Quantum cosmology and the emergence of a classical world
pp. 104-119
in: Enno Rudolph, Ion-Olimpiu Stamatescu (eds), Philosophy, mathematics and modern physics, Berlin, Springer, 1994Abstract
Quantum cosmology is the application of quantum theory to the Universe as a whole. At first glance such an attempt seems surprising since one is used to apply quantum theory to microscopic systems. Why, then, does one wish to extrapolate it to the whole Universe? This extrapolation is based on the assumption that quantum theory is universally valid, in particular that there is no a priori classical world.
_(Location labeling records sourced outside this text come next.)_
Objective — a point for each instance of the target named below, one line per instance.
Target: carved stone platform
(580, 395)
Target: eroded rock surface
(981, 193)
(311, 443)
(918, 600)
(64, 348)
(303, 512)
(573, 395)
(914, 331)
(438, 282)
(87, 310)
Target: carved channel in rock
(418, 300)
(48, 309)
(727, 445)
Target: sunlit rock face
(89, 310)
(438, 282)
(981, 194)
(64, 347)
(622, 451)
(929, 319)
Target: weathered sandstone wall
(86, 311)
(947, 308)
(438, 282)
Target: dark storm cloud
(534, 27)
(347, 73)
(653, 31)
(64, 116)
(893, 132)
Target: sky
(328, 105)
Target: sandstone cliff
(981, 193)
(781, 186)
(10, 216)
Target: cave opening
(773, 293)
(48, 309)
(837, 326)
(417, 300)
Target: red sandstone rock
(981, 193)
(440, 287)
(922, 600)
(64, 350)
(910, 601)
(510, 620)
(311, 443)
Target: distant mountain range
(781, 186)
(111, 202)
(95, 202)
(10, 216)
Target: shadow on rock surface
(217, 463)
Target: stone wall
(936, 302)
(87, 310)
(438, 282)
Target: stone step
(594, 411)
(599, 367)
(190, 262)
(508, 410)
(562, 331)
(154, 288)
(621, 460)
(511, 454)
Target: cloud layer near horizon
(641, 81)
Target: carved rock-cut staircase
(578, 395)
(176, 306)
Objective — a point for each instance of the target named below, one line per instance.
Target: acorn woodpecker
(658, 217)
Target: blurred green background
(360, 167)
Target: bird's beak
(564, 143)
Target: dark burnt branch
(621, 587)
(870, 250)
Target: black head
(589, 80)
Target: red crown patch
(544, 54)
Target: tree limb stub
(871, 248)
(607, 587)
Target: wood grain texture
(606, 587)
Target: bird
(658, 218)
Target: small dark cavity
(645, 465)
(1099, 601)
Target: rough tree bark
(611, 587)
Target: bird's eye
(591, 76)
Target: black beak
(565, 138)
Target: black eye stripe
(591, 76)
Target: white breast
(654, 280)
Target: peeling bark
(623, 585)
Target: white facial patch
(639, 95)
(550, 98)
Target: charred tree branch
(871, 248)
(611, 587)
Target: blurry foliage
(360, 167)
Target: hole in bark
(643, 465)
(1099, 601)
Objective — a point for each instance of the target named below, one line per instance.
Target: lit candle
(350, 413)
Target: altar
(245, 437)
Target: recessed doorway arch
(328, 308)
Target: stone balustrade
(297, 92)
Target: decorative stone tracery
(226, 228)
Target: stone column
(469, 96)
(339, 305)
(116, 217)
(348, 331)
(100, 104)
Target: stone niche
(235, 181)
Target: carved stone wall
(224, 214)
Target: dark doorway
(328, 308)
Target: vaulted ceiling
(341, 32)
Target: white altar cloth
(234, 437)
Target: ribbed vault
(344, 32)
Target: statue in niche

The main motivation for this assumption comes from the kinematical non-locality (or non-separability) of quantum theory, i.e., from the fact that one cannot in general assign a wave function to a given system since it is not isolated but coupled to its natural environment, which is again coupled to another environment, and so forth. The extrapolation of this quantum entanglement thus leads inevitably to the concept of a wave function for the Universe. Many experiments, notably those which contradict Bell's inequalities, have impressively demonstrated this fundamental non-separability of quantum theory. As we will see in Sect. 3, it is this entanglement between many degrees of freedom which is also responsible for the emergence of a classical world. The importance of this effect seems to have been overlooked in the traditional discussion of quantum theory, and led to the belief in an independently existing classical world.